What can be done to expand and strengthen the current plans for fiscal harmonisation and economic integration within the EAC?
KENYATTA: I think we need to work harder on getting the political preconditions of harmonisation right. It is also clear to me that we need to try to integrate economically before attempting fiscal harmonisation. Without real economic integration, it is not clear why fiscal integration is a good idea. With real economic integration, the momentum for fiscal integration will be quite strong. To my mind, then, the real issue is to get the economic integration done properly.

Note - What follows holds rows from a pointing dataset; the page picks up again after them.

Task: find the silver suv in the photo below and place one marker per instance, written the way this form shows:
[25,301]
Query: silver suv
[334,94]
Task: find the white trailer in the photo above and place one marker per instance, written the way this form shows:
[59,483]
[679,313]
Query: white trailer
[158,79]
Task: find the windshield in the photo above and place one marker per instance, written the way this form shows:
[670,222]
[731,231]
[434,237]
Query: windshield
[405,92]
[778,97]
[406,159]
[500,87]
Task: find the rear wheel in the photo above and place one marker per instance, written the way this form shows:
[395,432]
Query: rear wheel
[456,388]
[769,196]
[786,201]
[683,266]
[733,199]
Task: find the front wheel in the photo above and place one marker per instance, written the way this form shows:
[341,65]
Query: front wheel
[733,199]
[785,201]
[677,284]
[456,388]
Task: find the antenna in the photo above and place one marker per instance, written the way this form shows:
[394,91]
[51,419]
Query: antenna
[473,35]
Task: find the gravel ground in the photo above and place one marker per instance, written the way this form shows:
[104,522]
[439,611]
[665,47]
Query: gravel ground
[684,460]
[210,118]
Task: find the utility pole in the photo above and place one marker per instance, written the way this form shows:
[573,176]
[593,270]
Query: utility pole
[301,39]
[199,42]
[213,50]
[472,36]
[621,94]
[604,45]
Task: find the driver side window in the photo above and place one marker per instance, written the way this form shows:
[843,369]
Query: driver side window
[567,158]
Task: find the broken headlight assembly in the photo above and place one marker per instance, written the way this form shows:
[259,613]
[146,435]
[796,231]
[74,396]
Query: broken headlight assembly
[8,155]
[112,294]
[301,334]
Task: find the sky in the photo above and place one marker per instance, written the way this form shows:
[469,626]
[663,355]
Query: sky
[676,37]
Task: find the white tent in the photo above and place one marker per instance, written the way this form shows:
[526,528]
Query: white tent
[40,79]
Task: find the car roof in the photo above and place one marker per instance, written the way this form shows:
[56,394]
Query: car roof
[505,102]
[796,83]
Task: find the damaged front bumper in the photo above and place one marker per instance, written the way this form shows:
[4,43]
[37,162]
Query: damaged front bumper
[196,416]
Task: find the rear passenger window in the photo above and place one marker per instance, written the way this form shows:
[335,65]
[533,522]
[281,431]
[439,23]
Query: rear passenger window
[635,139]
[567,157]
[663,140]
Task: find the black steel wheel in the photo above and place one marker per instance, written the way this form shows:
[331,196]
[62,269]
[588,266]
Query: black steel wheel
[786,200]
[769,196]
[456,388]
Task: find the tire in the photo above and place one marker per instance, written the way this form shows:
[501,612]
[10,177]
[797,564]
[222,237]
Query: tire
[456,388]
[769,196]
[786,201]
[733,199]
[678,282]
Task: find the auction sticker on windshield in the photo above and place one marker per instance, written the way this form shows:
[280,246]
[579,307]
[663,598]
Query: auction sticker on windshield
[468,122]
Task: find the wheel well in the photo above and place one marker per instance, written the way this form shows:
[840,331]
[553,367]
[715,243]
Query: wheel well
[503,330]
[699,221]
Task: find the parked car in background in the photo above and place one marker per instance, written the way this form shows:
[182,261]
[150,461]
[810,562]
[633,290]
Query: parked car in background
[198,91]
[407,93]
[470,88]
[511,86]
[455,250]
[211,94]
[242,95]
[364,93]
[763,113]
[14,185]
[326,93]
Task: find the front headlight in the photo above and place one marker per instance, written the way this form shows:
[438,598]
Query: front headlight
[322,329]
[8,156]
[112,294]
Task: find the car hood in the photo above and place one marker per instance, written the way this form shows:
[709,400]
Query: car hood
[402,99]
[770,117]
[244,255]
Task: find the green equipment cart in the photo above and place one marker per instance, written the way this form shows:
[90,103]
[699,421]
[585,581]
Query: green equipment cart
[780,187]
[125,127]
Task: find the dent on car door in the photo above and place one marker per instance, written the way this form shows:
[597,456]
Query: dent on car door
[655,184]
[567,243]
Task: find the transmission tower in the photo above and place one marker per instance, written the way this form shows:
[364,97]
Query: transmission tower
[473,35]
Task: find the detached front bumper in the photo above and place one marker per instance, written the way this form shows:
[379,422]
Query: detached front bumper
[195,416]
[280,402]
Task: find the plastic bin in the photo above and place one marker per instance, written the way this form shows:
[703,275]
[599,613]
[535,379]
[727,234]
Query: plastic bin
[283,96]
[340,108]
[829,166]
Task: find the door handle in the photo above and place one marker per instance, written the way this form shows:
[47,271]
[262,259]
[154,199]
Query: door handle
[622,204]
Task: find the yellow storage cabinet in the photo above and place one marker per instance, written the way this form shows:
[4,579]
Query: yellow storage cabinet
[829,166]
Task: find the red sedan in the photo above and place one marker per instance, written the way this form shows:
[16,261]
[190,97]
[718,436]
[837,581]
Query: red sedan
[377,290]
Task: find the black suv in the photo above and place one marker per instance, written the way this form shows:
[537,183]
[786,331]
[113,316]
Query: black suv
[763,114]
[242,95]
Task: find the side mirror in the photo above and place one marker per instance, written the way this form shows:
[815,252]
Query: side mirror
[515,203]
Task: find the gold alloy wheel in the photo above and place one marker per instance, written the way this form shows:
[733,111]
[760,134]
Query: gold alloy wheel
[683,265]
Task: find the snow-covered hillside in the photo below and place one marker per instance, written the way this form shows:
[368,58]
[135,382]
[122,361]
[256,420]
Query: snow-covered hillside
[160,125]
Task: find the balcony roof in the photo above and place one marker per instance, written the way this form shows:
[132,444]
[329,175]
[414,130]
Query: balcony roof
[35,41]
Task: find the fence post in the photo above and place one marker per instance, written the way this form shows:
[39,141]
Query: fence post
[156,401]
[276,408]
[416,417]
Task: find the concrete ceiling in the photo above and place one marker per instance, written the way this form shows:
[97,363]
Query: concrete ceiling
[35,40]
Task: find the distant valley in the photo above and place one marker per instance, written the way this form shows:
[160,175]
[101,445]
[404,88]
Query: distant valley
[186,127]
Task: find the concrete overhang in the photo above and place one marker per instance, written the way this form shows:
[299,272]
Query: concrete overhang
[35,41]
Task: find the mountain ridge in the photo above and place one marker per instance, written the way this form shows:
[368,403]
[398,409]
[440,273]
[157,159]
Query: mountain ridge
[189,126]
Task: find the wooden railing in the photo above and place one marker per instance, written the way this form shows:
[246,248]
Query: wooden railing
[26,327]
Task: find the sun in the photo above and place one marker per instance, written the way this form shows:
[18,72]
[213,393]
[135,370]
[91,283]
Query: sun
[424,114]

We have seen very encouraging progress in aspects of economic integration. At the last Northern Corridor Infrastructure Summit, for example, we were able to report advances in the Single Customs Area plans; we saw greater commitment to the plans for a single tourist destination; and we saw a strong resolve to push the Standard Gauge Railway project to its conclusion. We also have the Democratic Republic of Congo announcing its interest in joining our regional infrastructure cluster. That strengthens my conviction that if we get economic integration right in the first place, the political project will follow.
What measures might improve overall transparency in Kenya’s business environment?
KENYATTA: As I’ve mentioned before, we need to do more to put information about government procedures online and increase public awareness. There has been some serious improvement here, as far more of government is now online and publicly accessible. Applications for visas, searches for company records and so forth are examples. The more transparent and public we are, the harder we will squeeze corruption.
What impact has devolution had on rural development and inclusive growth?
KENYATTA: Let me select just one point for emphasis. In the past, development was not nearly as inclusive as it needed to be. Now, under devolution, there really is a clear mechanism for inclusion – local governments, and the people they represent, have a much larger say in the setting of priorities and budgets for development. We have a much clearer process for the division of revenue between the different levels of government, and a much better representation for the regions in this whole procedure. I would also point out that parliament is also much more involved in the planning and preparation of budgets.
It is important to point out that this is a long-term process. There will be setbacks, delays and disagreements: this is simply a fact of life in the world of politics. However, the truth of the matter is that development is now more inclusive and participatory than it has ever been at any time in Kenya’s history.